# 189 Visa - confused, please help!



## leocb (Jan 5, 2017)

Hi There

I am newbie to the forum and would appreciate all and any guidance . My hubby and I are applying for the above Visa to Australia and are still at the very beginning of our process. 

Does he need to complete an assessment with TRA before we submit his EOI? We have completed and on the last page this has been the response:

Visa type summary
The EOI for this subclass will not be considered for an invitation at this time, because according to the client's claims:
•The client does not have a skills assessment
•The client's English language ability may be below the level needed for this visa subclass.

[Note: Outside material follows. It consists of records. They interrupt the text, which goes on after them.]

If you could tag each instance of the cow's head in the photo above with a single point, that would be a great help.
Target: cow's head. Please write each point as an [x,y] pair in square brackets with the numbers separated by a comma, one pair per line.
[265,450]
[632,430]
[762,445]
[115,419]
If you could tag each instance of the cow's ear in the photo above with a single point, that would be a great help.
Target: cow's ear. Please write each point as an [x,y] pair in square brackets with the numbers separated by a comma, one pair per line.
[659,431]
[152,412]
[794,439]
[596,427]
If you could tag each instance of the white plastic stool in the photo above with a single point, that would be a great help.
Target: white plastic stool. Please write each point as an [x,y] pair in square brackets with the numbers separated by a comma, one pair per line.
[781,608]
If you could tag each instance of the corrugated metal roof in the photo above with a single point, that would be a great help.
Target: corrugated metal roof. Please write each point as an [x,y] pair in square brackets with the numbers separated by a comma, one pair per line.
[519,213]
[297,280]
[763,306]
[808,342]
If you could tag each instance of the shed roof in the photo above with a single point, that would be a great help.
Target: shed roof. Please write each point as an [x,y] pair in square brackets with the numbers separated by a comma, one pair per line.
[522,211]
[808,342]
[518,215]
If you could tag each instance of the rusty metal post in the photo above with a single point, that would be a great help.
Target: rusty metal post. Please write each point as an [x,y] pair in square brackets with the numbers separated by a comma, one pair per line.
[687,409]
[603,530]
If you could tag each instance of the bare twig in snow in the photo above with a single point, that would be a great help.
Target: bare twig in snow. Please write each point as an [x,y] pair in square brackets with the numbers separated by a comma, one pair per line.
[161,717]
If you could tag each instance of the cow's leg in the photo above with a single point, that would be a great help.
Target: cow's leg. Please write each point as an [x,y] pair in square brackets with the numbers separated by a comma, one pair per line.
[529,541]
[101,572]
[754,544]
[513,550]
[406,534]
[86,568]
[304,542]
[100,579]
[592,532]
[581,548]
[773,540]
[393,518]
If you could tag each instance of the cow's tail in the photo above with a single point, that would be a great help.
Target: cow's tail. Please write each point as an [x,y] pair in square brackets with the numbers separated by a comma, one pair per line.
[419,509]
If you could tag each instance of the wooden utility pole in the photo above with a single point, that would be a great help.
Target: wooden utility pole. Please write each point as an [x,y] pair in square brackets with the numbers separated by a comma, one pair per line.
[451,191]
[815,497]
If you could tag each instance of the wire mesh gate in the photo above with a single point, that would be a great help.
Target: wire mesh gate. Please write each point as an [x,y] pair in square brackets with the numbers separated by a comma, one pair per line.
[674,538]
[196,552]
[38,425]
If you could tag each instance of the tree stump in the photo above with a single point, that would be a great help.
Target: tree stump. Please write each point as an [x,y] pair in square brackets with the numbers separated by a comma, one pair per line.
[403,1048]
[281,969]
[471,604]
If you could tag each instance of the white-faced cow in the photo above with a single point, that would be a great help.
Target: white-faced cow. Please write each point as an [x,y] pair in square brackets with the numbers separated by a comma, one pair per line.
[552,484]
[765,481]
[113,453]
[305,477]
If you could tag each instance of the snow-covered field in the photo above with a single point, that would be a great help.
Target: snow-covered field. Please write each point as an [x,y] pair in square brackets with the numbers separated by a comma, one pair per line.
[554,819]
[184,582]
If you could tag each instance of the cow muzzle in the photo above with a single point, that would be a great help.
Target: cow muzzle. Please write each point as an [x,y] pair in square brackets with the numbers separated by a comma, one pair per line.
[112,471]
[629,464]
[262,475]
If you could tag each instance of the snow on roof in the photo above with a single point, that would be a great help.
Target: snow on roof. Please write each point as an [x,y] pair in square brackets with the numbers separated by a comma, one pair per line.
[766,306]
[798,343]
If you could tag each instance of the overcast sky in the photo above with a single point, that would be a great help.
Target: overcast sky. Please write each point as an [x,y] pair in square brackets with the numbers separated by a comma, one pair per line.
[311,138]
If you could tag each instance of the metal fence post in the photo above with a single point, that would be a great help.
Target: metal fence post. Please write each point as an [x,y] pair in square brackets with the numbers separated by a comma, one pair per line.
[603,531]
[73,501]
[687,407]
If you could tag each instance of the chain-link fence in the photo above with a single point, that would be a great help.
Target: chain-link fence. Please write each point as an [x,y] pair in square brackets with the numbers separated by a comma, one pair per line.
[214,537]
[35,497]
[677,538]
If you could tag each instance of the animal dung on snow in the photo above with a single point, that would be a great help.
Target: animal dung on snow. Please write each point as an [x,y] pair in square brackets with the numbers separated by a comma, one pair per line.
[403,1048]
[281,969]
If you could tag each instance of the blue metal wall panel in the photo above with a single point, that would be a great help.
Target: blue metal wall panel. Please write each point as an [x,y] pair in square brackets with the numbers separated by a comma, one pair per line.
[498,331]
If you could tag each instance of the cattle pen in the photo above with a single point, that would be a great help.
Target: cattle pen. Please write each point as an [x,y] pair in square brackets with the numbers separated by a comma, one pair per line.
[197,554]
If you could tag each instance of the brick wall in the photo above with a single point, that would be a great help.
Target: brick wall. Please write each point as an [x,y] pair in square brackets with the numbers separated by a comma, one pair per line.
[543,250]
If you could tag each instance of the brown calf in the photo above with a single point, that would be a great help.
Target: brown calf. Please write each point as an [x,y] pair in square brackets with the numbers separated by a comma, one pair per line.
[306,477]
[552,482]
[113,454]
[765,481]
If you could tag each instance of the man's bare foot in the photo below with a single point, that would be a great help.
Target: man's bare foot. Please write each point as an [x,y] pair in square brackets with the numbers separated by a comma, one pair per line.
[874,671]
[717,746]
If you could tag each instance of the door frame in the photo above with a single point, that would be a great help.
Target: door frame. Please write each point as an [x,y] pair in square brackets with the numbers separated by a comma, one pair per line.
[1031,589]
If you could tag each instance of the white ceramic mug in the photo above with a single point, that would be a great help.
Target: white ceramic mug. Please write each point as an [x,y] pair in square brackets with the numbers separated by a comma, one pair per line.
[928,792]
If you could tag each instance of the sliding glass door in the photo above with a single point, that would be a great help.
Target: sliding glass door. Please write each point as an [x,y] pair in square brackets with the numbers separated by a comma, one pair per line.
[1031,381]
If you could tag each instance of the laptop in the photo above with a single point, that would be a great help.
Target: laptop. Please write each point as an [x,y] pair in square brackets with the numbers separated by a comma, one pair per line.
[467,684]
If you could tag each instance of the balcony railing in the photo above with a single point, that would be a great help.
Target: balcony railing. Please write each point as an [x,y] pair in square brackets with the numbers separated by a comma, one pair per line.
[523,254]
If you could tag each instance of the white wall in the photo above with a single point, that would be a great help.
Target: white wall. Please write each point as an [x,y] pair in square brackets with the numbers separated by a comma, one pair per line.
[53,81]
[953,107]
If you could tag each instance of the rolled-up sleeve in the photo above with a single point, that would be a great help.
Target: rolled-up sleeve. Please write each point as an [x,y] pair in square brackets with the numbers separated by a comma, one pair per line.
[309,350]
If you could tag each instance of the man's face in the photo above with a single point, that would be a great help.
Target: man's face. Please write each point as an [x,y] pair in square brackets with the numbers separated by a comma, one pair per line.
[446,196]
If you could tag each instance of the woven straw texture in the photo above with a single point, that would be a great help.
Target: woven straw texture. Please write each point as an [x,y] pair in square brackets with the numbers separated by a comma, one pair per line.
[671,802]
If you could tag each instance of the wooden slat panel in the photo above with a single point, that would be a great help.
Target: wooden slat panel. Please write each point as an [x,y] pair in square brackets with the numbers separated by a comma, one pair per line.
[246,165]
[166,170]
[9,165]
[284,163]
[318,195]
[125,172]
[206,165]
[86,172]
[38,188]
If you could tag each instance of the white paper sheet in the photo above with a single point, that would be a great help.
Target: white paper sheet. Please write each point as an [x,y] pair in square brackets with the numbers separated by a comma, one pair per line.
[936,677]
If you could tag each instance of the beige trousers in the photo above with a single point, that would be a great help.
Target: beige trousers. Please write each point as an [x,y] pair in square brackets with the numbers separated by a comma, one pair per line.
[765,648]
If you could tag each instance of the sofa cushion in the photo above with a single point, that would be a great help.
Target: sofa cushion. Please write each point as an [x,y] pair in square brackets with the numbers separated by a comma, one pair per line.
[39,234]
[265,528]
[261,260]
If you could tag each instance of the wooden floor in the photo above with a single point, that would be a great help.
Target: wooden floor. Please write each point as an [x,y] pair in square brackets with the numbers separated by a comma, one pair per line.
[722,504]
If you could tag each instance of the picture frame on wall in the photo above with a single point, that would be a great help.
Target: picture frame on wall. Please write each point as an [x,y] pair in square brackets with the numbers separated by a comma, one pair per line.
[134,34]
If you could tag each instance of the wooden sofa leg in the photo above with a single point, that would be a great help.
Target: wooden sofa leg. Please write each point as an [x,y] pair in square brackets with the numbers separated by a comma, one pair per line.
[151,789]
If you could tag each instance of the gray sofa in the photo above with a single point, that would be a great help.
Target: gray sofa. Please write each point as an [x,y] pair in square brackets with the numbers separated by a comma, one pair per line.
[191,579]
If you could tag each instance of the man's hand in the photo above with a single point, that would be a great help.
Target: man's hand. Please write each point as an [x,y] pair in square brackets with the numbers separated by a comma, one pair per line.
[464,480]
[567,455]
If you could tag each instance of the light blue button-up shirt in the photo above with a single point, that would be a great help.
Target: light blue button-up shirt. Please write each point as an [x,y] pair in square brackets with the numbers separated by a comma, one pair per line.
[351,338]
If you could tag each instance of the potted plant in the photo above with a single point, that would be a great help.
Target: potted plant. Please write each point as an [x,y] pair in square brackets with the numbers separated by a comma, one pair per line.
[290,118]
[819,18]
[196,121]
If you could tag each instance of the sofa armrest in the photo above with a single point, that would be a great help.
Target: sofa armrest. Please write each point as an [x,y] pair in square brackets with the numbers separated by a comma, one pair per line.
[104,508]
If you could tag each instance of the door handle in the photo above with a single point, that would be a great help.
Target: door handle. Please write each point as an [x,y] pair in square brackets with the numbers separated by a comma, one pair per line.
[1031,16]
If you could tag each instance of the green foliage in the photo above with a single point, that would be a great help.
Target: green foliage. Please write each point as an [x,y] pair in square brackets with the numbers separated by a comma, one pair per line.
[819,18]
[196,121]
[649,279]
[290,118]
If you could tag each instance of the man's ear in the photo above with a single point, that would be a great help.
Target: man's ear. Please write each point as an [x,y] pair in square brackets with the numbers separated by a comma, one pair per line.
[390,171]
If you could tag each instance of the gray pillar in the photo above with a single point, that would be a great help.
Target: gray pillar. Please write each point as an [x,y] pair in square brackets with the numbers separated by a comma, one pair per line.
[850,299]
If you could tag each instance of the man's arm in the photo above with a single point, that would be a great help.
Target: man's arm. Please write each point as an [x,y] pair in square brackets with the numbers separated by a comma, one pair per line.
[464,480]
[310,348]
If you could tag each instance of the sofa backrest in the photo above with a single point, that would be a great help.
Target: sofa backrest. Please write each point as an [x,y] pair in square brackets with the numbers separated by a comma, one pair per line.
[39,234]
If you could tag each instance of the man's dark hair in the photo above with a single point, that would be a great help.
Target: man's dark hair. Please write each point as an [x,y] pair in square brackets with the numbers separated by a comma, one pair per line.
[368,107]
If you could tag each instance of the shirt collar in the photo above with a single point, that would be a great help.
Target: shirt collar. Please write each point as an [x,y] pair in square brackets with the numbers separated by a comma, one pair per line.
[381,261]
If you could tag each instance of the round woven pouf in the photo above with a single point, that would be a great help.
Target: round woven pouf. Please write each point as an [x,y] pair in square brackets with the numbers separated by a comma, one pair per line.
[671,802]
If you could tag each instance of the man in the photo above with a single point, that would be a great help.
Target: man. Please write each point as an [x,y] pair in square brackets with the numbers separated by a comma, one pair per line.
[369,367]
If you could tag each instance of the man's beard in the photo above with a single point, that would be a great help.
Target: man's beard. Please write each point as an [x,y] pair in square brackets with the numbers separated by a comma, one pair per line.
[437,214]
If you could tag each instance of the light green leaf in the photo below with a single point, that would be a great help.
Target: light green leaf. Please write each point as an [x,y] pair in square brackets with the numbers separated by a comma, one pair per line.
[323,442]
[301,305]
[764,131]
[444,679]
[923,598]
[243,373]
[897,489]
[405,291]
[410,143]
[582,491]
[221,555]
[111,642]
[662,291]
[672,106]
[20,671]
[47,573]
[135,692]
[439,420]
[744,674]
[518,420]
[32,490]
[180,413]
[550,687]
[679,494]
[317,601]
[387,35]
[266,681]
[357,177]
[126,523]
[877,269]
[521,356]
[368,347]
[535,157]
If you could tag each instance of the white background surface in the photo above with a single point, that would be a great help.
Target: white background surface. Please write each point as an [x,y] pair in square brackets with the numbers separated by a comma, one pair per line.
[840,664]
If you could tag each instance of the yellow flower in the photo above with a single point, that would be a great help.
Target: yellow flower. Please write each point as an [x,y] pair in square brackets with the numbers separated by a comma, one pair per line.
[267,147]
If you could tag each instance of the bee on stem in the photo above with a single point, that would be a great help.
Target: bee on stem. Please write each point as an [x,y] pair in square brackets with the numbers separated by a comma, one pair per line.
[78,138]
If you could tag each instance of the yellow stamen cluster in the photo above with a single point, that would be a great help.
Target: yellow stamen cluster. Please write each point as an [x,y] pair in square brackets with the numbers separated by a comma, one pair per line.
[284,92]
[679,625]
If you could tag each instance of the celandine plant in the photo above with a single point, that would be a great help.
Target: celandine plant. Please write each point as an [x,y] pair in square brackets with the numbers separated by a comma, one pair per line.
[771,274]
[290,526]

We applied for Visa's 189, 190 and 489. Where have we gone wrong?? 

please help?


----------



## ibbz87 (Jun 30, 2016)

leocb said:


> Hi There
> 
> I am newbie to the forum and would appreciate all and any guidance . My hubby and I are applying for the above Visa to Australia and are still at the very beginning of our process.
> 
> ...


hi
No you can not file eoi without a positive skill assessment from relevant body to your nominated skill as well as you need ielts or pte too even if you are not claiming any points for your english language ability

Sent from my SM-G928F using Tapatalk


----------



## sultan_azam (Sep 9, 2015)

leocb said:


> Hi There
> 
> I am newbie to the forum and would appreciate all and any guidance . My hubby and I are applying for the above Visa to Australia and are still at the very beginning of our process.
> 
> ...



select a occupation code which matches your occupation code, research on https://www.anzscosearch.com/search whether the occupation is available on Skilled Occupation List(SOL) or on Consolidated Sponsored Occupation List(CSOL)

189 - if it is available on SOL then you can go for 189 after you have done skill assessment and english test and have relevant documents

190 - if is not available on SOL but it is there on CSOL then scroll down and see which all states offer nomination to your occupation, what are the requirement for a state to offer nomination, 

do all this research before investing


----------